Memory Efficient Pipeline-Parallel DNN Training
1 minute read ∼ Filed in : A paper noteIntroduction
Goal
This paper tries to improve the throughput and reduce the memory footprint in pipeline-parallel training.
Gap
Training large models using limited memory is necessary, and two approaches to solve it have some limitations.
- Model parallel training: Low throughput due to low resource utilization (partition by layer) & high communication cost (partition by tensor) in good scaling.
- Pipelined training: Naive pipelining harm the performance due to weight version inconsistency. & multiple versioned weight increases memory usage.
Challenge
- It’s challenging to train efficiently using a low memory footprint and providing high throughput.
- The performance of the pipeline-parallel system is dependent on how DNN is partitioned over workers. And this is challenging because:
- Memory capacity constraints: parameters & intermediate activations.
- Heterogeneous Network Interconnects:
- Splitting an operator graph becomes computationally expensive.
Design
The fundamental techniques to ensure low memory usage and high throughput.
Double-buffered Weight Update
For multiple micro-batch, the system uses the same weight in their F/B pass, thus getting multiple gradients.

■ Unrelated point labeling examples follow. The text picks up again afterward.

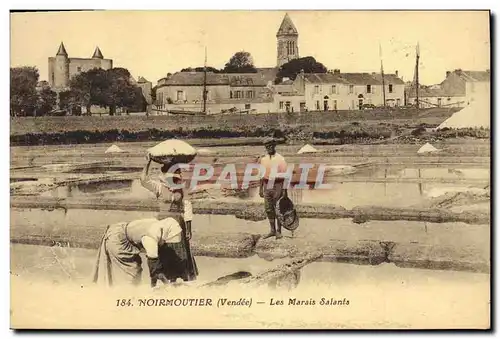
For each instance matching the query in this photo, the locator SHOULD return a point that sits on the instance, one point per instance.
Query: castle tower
(60, 77)
(287, 37)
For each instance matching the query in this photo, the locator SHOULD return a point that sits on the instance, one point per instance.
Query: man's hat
(270, 141)
(166, 177)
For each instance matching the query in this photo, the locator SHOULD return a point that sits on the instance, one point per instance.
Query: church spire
(287, 27)
(97, 54)
(62, 50)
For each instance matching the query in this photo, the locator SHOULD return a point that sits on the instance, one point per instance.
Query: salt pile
(339, 169)
(307, 149)
(172, 147)
(427, 148)
(114, 149)
(205, 151)
(476, 115)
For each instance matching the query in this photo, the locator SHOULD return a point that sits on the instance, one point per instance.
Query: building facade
(62, 68)
(287, 42)
(458, 89)
(224, 91)
(334, 91)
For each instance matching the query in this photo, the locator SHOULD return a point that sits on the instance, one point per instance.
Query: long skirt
(177, 258)
(118, 260)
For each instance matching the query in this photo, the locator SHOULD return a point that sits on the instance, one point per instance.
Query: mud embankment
(472, 258)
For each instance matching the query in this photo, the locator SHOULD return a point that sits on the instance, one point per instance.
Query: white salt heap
(307, 149)
(476, 115)
(427, 148)
(205, 151)
(172, 147)
(114, 149)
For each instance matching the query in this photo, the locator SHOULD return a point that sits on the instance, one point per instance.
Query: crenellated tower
(60, 74)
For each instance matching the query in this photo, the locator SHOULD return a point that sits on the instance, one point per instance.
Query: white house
(458, 89)
(348, 91)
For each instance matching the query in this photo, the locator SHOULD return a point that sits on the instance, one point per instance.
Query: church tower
(287, 37)
(61, 69)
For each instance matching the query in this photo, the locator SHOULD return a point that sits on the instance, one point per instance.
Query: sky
(154, 43)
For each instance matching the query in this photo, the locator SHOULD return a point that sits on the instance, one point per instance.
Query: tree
(67, 101)
(153, 93)
(120, 92)
(105, 88)
(295, 66)
(80, 90)
(240, 62)
(23, 94)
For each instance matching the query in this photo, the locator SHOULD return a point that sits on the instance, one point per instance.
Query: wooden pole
(416, 75)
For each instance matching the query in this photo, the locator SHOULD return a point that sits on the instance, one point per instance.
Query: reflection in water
(347, 194)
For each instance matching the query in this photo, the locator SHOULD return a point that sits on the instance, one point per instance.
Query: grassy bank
(325, 127)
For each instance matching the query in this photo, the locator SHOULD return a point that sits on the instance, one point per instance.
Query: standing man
(272, 184)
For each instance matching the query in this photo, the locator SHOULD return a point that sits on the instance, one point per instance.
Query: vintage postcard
(250, 169)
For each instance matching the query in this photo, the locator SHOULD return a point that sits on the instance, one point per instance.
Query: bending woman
(118, 258)
(177, 257)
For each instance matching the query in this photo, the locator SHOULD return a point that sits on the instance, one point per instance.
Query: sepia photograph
(250, 169)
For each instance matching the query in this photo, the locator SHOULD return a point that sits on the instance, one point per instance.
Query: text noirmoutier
(226, 302)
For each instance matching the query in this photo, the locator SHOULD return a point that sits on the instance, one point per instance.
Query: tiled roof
(246, 79)
(321, 78)
(287, 27)
(479, 76)
(97, 54)
(352, 78)
(195, 79)
(361, 78)
(269, 73)
(284, 88)
(259, 79)
(389, 79)
(62, 50)
(426, 92)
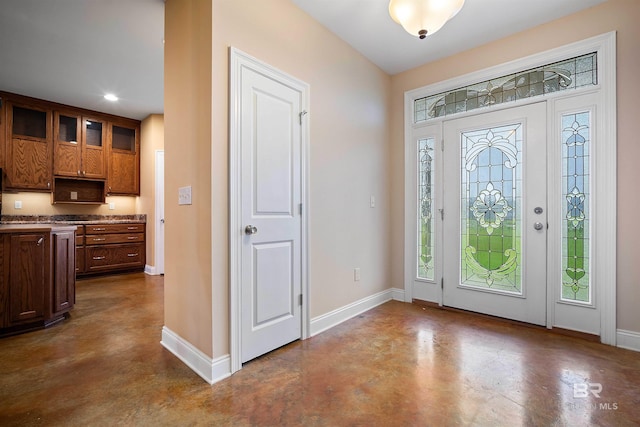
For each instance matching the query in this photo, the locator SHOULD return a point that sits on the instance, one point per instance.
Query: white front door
(270, 203)
(495, 206)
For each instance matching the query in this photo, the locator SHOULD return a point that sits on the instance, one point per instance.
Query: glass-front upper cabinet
(79, 146)
(124, 167)
(28, 149)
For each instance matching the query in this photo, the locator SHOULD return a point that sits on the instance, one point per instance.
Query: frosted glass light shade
(423, 17)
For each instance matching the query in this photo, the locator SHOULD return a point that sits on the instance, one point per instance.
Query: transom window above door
(571, 73)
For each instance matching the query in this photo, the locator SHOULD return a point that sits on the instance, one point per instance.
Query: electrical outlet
(184, 195)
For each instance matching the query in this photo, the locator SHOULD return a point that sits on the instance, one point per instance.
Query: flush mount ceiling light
(423, 17)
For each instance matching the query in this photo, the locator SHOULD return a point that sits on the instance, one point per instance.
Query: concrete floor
(396, 365)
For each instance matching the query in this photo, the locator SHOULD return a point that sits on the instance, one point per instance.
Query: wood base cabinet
(37, 284)
(113, 248)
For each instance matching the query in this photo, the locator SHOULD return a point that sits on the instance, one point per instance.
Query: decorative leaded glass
(576, 130)
(491, 194)
(569, 74)
(425, 209)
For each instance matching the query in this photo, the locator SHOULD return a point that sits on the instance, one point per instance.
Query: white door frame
(158, 250)
(238, 61)
(605, 250)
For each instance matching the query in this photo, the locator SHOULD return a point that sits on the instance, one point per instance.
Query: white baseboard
(397, 294)
(337, 316)
(211, 370)
(150, 270)
(628, 339)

Once the number of micro-batch reaches a threshold, the weights are accumulated, averaged, and applied to form a new weight version.
But, the new weights cannot be used in backward pass to update immediately because the old version of weight may be used by some micro-batch in forward already.
Thus, the system can maintain at most two versions.
Flush mechanisms
Periodic pipeline flushes to ensure consistent weight versions across weight updates.
Auto-partition planner
The partition planner tries to determine the best partition policy for optimal performance.
It decides the model partitioning, batch size, and whether to use memory-saving optimizations like activation recomputations.
Evaluation
Compare the quality of convergence, throughput, memory usage, and plan decisions.